In 1979 Devon Local Educational Authority launched an initiative entitled, 'Teaching for a World of Limited Natural Resources'.  I was then Head of Chemistry at Chulmleigh Community College, one of the four schools in the county chosen to develop teaching materials on this theme.  I took as my starting point Buckminster Fuller's concept of 'Spaceship Earth'. Over the next 5 years I spent considerable time producing and revising material for a 12 week module  for  Year 9 (13/14 year old) students.

   Following the scheme's success, I was keen to explore its usefulness with both younger and older students. In the academic year 1985 - 1986 I was granted a year's secondment on a Diploma in Applied Educational Studies course with the Centre For Global Education (or World Studies, as it was then known) at the University of York. During the year I refined an expanded the teaching pack, trialling the materials at a number of primary and secondary schools in Devon, Bristol and Yorkshire. I also developed a computer programme for the then state-of-the-art computer, the BBC Master, and produced a short video* , shot with the school's newly acquired video camera. The whole package was published by the then Devon Educational & Television Resources Service, and the limited edition quickly sold in the U.K. and English schools abroad.

    By the time returned to the classroom at the end of my year's secondment things had moved on; a National Curriculum was being imposed, and the opportunity for flexible, cross-curricular activities was virtually non-existent. Rigidly imposed targets, ticking boxes and conformity were in vogue, at least among our paymasters, and the likes of 'Out Of This World' were indeed alien species. The project was only good for gathering moon dust! In the subsequent years of my teaching career until early retirement in 1995, there was never another opportunity to use the teaching pack I had produced.
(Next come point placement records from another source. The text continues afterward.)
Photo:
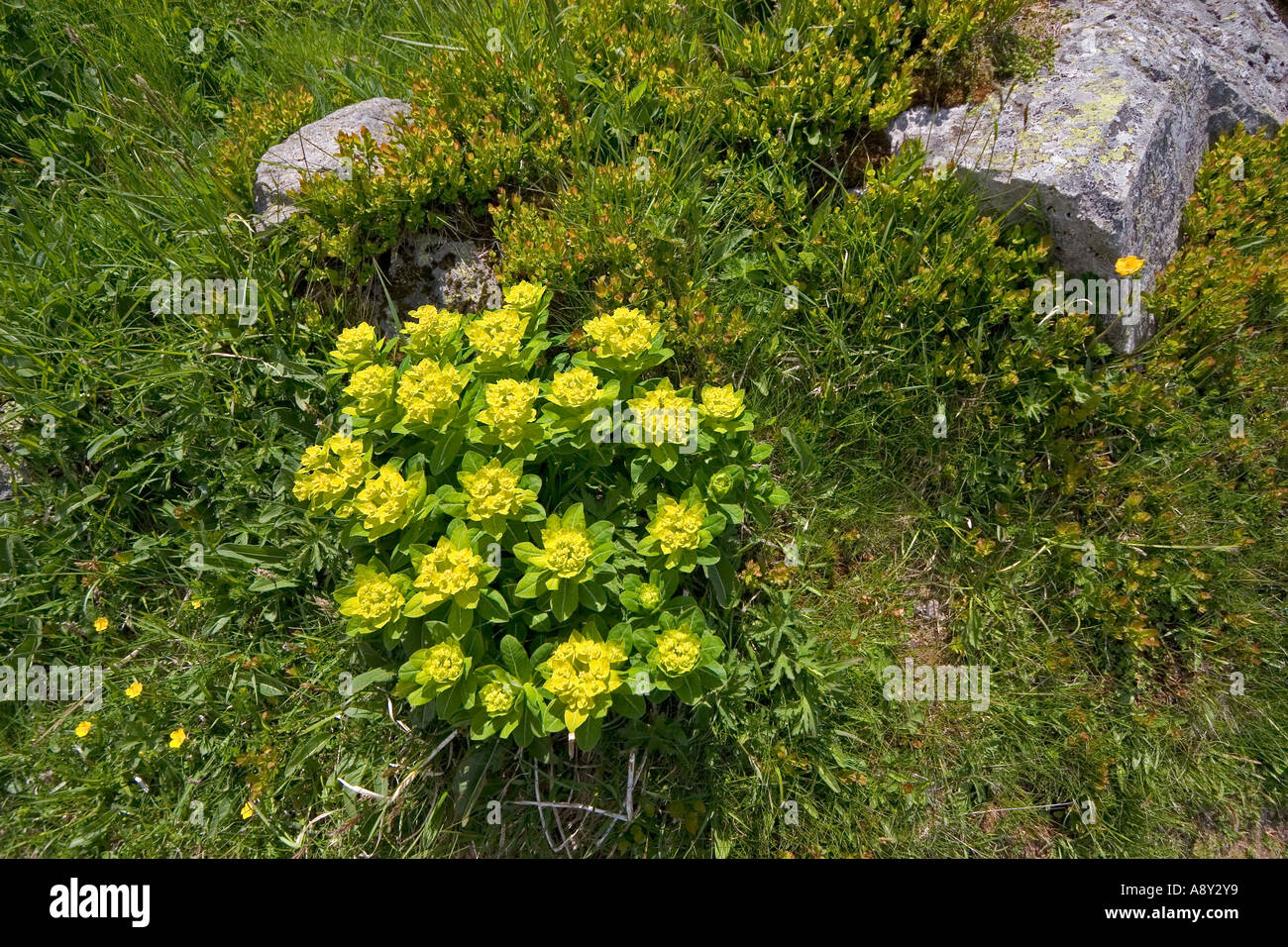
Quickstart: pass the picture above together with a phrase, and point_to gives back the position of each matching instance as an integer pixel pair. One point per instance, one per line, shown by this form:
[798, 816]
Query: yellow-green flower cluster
[493, 491]
[665, 416]
[575, 388]
[510, 407]
[447, 571]
[372, 389]
[721, 403]
[625, 334]
[497, 335]
[581, 676]
[496, 697]
[356, 346]
[376, 600]
[678, 651]
[330, 470]
[649, 596]
[524, 295]
[677, 523]
[385, 500]
[566, 551]
[428, 388]
[430, 329]
[443, 664]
   Saving the planet is now mainstream politics, in words if not in action. Green issues, global warming, dwindling natural resources, recycling and renewable energy are all topics that are impossible to ignore in the media. The issues and topics considered in 'Out Of This World' are therefore even more important and relevant today than they were nearly 3 decades ago. The difference, however, is that those those who voice concern, from Greenpeace and Friends of the Earth, for example, are no longer regarded as minority-fringe eco-freaks. An ecologically sustainable future is now in the limelight on the stage of international diplomacy.

   Whereas source material and supplementary reading on environmental issues was relatively scarce and not particularly student-friendly when my project was conceived, the internet has made a vast amount of such information available to everyone. The questions still need to be asked but the wherewithall to give reasoned answers based on facts and 'expert' opinion is at the fingertips of every student.

   Ideally in my original project, instead of improvising with a crude BBC Basic monitoring programme, a scrolling space chart of acetate roll on an overhead projector and magnetic 'spaceships' stuck to a screen, I would have liked to have had a fully computerised stage two space journey simulation with interactive scrolling screen and realistic graphics. This was not feasible with computer memory measured in a few megabytes, but today, with giga-going-on-terabytes in every home PC, such programmes are not only possible, but the writing of such a program is probably within the capability of even your average teenage computer geek.



   Retired from teaching for many years now, I have neither the time nor the contacts within the profession to bring 'Out Of This World' fully up to date. Nor do I have the skills to write sophisticated computer programs. I am therefore making my original material freely available on-line, in the hope that someone will be able to make use of parts of it, or perhaps even feel inspired to run with the whole concept and adapt it to the twenty-first century classroom. 

   I am making no charge for the material but if you would like to make a donation, any funds raised will be given to environmental conservation  and international aid charities. I'd appreciate acknowledgment as the source of the idea, and I'm happy to give further details or offer advice on any aspect of the package. If it's of any use, other than as a museum piece, I still have all the pages of the original BBC Basic computer program. Any comments and notification of any errors also welcome!

Colin Andrews, September 2020


* The  video is now available to view on YouTube

    Ideally the cast would have included an ethnic & gender mix. In the school where I          taught for 23 years, in rural Devon, there were very few non-white students.  I had no      volunteers from the boys to take an active role.